HuggingFace : BERT Fine-tuning

In this notebook, we will fine-tune a pre-trained model to predict the sentiment of the tweets : Fine-tune with TensorFlow.

We will compare this pre-trained local model to the baseline model from 1_baseline.ipynb.

In order to use GPU for training, we used Kaggle environment.

Load project modules and data

We will use basic python packages, and the HuggingFace package to predict text sentiment.

Text preprocessing

The text is transformed to tensors with AutoTokenizer.

Model fine-tuning

We are going to fit the TFAutoModelForSequenceClassification in order to adapt it to our dataset.

Results and evaluation

We tried to fine-tune two different models, and we will compare the results : the standard BERT model, and the more adapted to english tweets BERTweet model.

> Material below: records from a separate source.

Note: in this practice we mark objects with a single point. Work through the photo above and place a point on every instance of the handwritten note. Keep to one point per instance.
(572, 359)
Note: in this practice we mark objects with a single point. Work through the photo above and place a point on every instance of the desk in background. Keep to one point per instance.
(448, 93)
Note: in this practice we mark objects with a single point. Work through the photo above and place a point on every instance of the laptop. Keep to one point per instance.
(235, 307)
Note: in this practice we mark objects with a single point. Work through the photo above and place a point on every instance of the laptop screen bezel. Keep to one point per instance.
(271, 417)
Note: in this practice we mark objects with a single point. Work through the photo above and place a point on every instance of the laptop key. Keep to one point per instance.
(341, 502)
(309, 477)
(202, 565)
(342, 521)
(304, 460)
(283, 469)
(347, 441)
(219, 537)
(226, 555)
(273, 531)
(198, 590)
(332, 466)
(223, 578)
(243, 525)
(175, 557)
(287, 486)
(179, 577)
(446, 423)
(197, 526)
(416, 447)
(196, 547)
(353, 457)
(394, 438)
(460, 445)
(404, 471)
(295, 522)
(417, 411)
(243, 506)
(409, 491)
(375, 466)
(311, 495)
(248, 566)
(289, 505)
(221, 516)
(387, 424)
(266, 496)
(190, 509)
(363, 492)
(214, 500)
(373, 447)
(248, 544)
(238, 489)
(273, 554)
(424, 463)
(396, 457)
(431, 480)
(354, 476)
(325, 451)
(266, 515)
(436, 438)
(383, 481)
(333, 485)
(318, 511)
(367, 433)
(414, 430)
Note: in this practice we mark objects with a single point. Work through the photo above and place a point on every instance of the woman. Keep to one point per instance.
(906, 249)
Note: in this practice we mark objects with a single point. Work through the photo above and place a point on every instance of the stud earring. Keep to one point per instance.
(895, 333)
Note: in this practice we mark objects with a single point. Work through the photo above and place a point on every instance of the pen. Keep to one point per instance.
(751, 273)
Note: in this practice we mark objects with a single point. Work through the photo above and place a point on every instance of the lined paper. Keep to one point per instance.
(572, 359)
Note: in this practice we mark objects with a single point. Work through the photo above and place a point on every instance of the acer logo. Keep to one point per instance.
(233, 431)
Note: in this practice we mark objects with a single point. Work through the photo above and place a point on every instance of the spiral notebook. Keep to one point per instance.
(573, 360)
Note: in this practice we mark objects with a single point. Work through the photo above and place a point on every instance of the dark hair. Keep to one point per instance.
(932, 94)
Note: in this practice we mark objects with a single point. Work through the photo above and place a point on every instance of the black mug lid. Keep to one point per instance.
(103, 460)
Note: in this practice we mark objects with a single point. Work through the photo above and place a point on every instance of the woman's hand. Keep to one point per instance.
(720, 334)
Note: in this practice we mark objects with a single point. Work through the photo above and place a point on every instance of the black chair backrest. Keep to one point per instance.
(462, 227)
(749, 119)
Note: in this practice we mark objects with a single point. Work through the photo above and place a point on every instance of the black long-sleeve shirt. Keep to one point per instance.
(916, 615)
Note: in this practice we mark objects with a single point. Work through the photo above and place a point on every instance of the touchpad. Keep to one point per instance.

Vanilla BERT model : bert-base-uncased

The model has been trained for ~6.5h on 1M on Kaggle with GPU accelerator : oc-p7_bert_fine-tuning - Version 8 - 8-BERT-1M.

The model has more than 109M parameters, so the 1M tweets are probably not enough to train the model correctly.

The performances on the test dataset are slightly better than the baseline model, but not as good as other models :

But this model is really very biased towards the POSITIVE class : it predicted 9.1 times (baseline = 35% , -89%) more POSITIVE (181954) messages than NEGATIVE (18046).

English tweets adapted model : vinai/bertweet-base

The model has been trained for ~11h on 1M on Kaggle with GPU accelerator : oc-p7_bert_fine-tuning - Version 10 - 10-BERTweet-1M.

The model has more than 134M parameters, so the 1M tweets are probably not enough to train the model correctly.

This run failed in the end because it reached Kaggle's maximum execution time, but the results are still available in the logs :

log
Confusion Matrix :
[[79351 20649]
[10016 89984]]

ROC AUC score : 0.915
Average Precision score : 0.901

Text : "@Retrievergirl Clapton's is certainly one of the worlds greatest guitarists , and for me closely followed by Brian May"
True sentiment : 1
Predicted sentiment : 0.542

The performances on the test dataset are much better than the baseline model :

But this model is still quite biased towards the POSITIVE class : it predicted 23% (baseline = 35% , -35%) more POSITIVE (110633) messages than NEGATIVE (89367).